The relation — or its lack — between individuals had long been Bourgeois’ preoccupation. She titled a sculpture “One and Others,” saying, “This is the soil from which all my work grows.”

As a girl Bourgeois studied geometry at the Sorbonne, finding refuge from her fears and anxieties in mathematical precision. When she took up art with Cubist painter Léger, she worked hard to be mathematically correct. “You don’t have to be so rigid and precise,” Léger told her. “You can push geometry around a bit.”

Bourgeois, “Quarantania, I,” 1948-53, MoMA, NY. Bourgeois is known for her carved wood ensembles.

NEVELSON: BEYOND THE WALL. “I didn’t want it to be sculpture and I didn’t want it to be painting,” said American sculptor Louise Nevelson (1900-88) of her work. “I wanted something else. I wanted an essence.” The “essence” Nevelson created is a novel art form. Her characteristic “sculptured walls” consist of cubicles crammed full of carpenter’s cast-offs: newel posts, balusters, finials, and pieces of molding. She painted an entire 11-foot-high wooden wall, composed of many boxy compartments, one color: usually flat black, later white or gold. “I have given shadow a form,” said Nevelson.

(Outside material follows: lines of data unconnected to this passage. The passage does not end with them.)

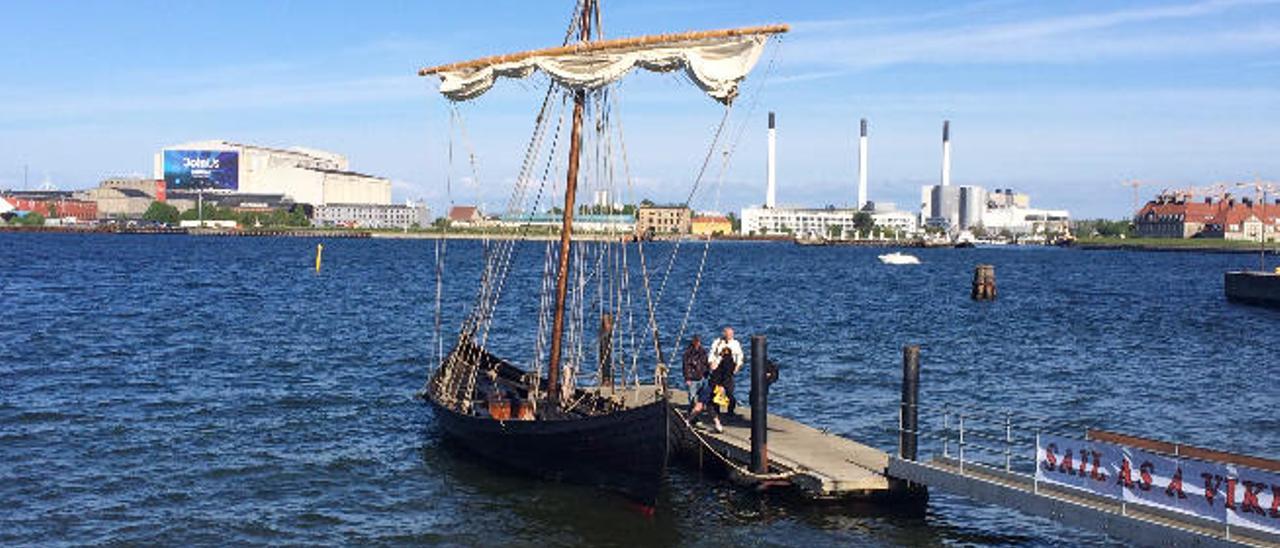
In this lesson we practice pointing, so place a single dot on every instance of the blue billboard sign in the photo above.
(196, 169)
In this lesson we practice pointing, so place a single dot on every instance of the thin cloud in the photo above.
(1052, 40)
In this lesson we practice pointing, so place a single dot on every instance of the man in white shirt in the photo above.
(723, 342)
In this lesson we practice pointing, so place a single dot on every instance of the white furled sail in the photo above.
(716, 60)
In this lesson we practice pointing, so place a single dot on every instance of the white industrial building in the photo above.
(373, 215)
(819, 222)
(967, 208)
(305, 176)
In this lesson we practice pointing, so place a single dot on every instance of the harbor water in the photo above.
(173, 389)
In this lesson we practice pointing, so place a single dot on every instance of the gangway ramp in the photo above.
(1130, 523)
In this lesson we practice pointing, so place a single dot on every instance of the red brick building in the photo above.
(54, 204)
(1175, 217)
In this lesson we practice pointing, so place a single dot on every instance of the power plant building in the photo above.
(304, 176)
(821, 222)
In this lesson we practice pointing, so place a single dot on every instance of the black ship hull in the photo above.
(1252, 288)
(612, 447)
(625, 451)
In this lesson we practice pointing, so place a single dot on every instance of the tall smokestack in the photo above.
(862, 167)
(946, 153)
(772, 191)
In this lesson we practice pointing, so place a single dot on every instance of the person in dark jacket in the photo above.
(721, 377)
(695, 368)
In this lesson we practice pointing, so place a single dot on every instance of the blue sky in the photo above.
(1063, 100)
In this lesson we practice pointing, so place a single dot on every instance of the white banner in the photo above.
(1225, 493)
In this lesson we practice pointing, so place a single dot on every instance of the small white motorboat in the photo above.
(899, 259)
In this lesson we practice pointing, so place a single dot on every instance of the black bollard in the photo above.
(759, 406)
(909, 415)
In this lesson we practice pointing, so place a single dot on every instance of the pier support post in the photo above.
(606, 345)
(909, 414)
(983, 283)
(759, 406)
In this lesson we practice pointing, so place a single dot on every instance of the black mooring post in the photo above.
(759, 406)
(909, 415)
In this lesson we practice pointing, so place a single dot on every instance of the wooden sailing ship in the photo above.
(553, 425)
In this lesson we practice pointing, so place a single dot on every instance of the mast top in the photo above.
(716, 60)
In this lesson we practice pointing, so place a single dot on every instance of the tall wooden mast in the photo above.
(575, 146)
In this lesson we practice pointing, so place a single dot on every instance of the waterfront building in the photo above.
(609, 223)
(373, 215)
(1176, 215)
(652, 220)
(711, 224)
(824, 222)
(53, 204)
(972, 208)
(126, 196)
(466, 217)
(887, 215)
(305, 176)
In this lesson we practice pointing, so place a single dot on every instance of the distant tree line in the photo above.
(1105, 228)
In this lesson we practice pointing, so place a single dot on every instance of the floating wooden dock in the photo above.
(818, 464)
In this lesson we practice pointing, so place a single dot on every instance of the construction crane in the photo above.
(1134, 185)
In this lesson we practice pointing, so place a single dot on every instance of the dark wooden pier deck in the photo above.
(818, 464)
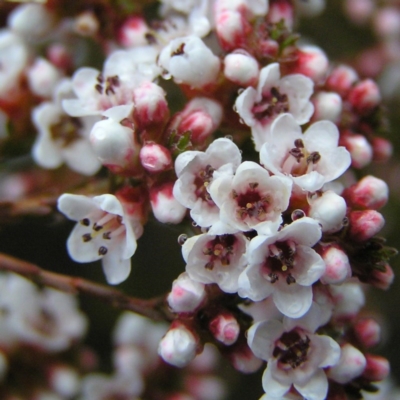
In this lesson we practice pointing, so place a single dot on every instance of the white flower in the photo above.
(13, 60)
(216, 259)
(195, 171)
(252, 199)
(274, 95)
(296, 356)
(62, 138)
(310, 159)
(123, 72)
(284, 266)
(188, 60)
(103, 232)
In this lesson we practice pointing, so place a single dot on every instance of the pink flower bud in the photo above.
(166, 208)
(179, 346)
(150, 104)
(244, 360)
(241, 68)
(377, 368)
(329, 210)
(155, 158)
(351, 365)
(337, 265)
(364, 96)
(186, 294)
(368, 332)
(369, 193)
(359, 149)
(341, 79)
(281, 10)
(382, 148)
(327, 105)
(312, 62)
(382, 279)
(225, 328)
(365, 224)
(133, 32)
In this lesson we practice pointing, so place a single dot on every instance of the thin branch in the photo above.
(154, 309)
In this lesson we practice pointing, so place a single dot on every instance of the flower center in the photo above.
(291, 350)
(252, 203)
(299, 161)
(219, 250)
(201, 181)
(280, 262)
(65, 131)
(272, 104)
(104, 229)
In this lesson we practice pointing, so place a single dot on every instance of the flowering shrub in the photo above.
(215, 119)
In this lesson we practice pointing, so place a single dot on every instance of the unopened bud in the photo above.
(368, 332)
(186, 294)
(377, 368)
(342, 79)
(179, 346)
(351, 365)
(225, 328)
(327, 106)
(364, 96)
(329, 210)
(365, 224)
(150, 104)
(337, 265)
(133, 32)
(241, 68)
(359, 149)
(155, 158)
(369, 193)
(166, 208)
(382, 279)
(312, 62)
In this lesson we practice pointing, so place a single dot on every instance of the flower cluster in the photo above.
(212, 115)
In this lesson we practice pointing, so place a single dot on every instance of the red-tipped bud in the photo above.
(382, 148)
(312, 62)
(365, 224)
(150, 104)
(369, 193)
(341, 79)
(359, 149)
(377, 368)
(364, 96)
(186, 294)
(241, 68)
(166, 208)
(383, 279)
(225, 328)
(368, 332)
(133, 32)
(337, 265)
(155, 158)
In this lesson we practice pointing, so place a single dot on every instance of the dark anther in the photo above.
(86, 237)
(107, 235)
(102, 250)
(85, 221)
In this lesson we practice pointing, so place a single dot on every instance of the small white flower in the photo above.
(188, 60)
(196, 170)
(216, 259)
(252, 199)
(284, 266)
(310, 159)
(103, 232)
(274, 95)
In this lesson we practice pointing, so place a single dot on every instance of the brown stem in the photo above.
(155, 309)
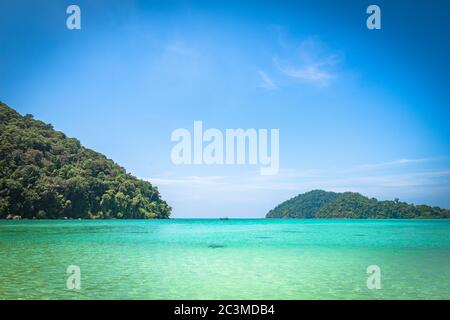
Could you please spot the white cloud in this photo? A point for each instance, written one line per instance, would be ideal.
(311, 64)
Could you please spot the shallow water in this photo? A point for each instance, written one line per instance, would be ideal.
(225, 259)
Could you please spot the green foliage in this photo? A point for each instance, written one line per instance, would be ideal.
(322, 204)
(44, 174)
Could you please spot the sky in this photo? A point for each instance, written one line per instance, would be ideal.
(357, 109)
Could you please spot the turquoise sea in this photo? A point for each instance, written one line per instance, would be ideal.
(225, 259)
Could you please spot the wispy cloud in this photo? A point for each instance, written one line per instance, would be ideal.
(393, 163)
(180, 48)
(311, 64)
(266, 81)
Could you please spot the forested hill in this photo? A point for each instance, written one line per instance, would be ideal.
(322, 204)
(46, 175)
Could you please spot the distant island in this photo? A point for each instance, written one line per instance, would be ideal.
(46, 175)
(323, 204)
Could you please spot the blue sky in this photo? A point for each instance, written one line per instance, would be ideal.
(357, 110)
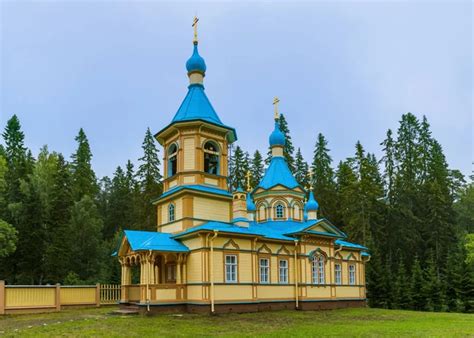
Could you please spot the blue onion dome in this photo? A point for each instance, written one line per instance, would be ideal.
(311, 204)
(250, 205)
(277, 138)
(196, 63)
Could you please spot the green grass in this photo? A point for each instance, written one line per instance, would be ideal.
(346, 322)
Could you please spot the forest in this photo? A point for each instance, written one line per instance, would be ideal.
(60, 223)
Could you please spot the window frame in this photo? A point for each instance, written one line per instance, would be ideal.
(338, 274)
(285, 269)
(233, 269)
(216, 153)
(318, 270)
(171, 216)
(279, 207)
(352, 274)
(264, 270)
(172, 157)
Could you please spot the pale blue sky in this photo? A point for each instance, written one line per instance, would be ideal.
(346, 69)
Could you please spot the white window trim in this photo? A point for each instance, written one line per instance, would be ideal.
(338, 274)
(352, 275)
(231, 269)
(283, 269)
(264, 270)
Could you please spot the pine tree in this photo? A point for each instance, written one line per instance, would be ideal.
(57, 255)
(238, 169)
(301, 169)
(83, 177)
(417, 294)
(256, 168)
(401, 288)
(149, 179)
(86, 249)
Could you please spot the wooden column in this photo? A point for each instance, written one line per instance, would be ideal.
(2, 297)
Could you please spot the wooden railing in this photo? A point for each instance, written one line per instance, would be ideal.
(110, 293)
(38, 298)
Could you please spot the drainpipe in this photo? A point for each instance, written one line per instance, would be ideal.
(296, 273)
(147, 283)
(211, 267)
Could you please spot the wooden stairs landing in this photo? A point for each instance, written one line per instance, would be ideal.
(127, 310)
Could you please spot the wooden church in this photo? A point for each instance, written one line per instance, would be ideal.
(216, 250)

As a child newly arrived from Russia, in Rockland, Maine, where her father ran a lumber yard, Nevelson was always sure of her artistic calling. “My life had a blueprint from the beginning, and that is the reason that I don’t need to make blueprints or drawings for my sculpture. What I am saying is that I did not become anything. I was an artist.” Through years without recognition, “the only thing that kept me going,” Nevelson said, “was that I wouldn’t be appeased.”

Nevelson, “Sky Cathedral,” 1958, Albright-Knox Art Gallery, Buffalo. A pioneer of environmental sculpture, Nevelson made wall-sized collages of discarded wood scraps.

COLOR FIELD

In the late 1940s and early ’50s a few New York School painters spun off a variation on Action Painting where vast expanses, or “fields” of color became the focus. “Color Field” painting was invariably abstract, and canvases were huge, almost mural-size.

IVY LEAGUE MATERIAL

In the early’60s, Mark Rothko proposed to donate a triptych and two large murals to Harvard University. Then-president of Harvard, Nathan Pusey, who had only the faintest knowledge of abstract art, arrived at Rothko’s studio one morning to inspect the gift. The stocky Rothko, dressed like a disreputable housepainter, poured his guest a shot of whiskey in a paint-smeared glass. Pusey stared at “miles” of Rothko rectangles like dominoes minus the spots. Rothko stared at Pusey. “Well, what do you think of them?” Rothko finally asked. Uncertain of a suitable reply, Pusey said, “Rather sad.” Rothko’s face lit up: Pusey was “right on the beam.”

ROTHKO: BLURRED RECTANGLES. “There are some painters who want to tell all,” said Russian-American Mark Rothko (1903-70), “but I feel it is more shrewd to tell little.” While Rothko told little, he suggested volumes in his eight-foot-high paintings consisting of two or three soft-edged, stacked rectangles.

Interested in the relation between one color and another, Rothko built up large patches of pigment that seem to hover within their color fields. Erasing all evidence of brushstrokes, he also eliminated recognizable subject matter. In a joint statement with painter Adolf Gottlieb, Rothko wrote, “We favor the simple expression of the complex thought.” As his paintings became simpler, they became larger. “A large picture is an immediate transaction,” Rothko said, “it takes you into it.”

As Rothko slipped into depression and alcoholism, his paintings lost their hushed, calm aura, becoming dark and melancholy. His murals for the St. Thomas University chapel in Houston are black, brown, and eggplant purple. A year later, he took his life.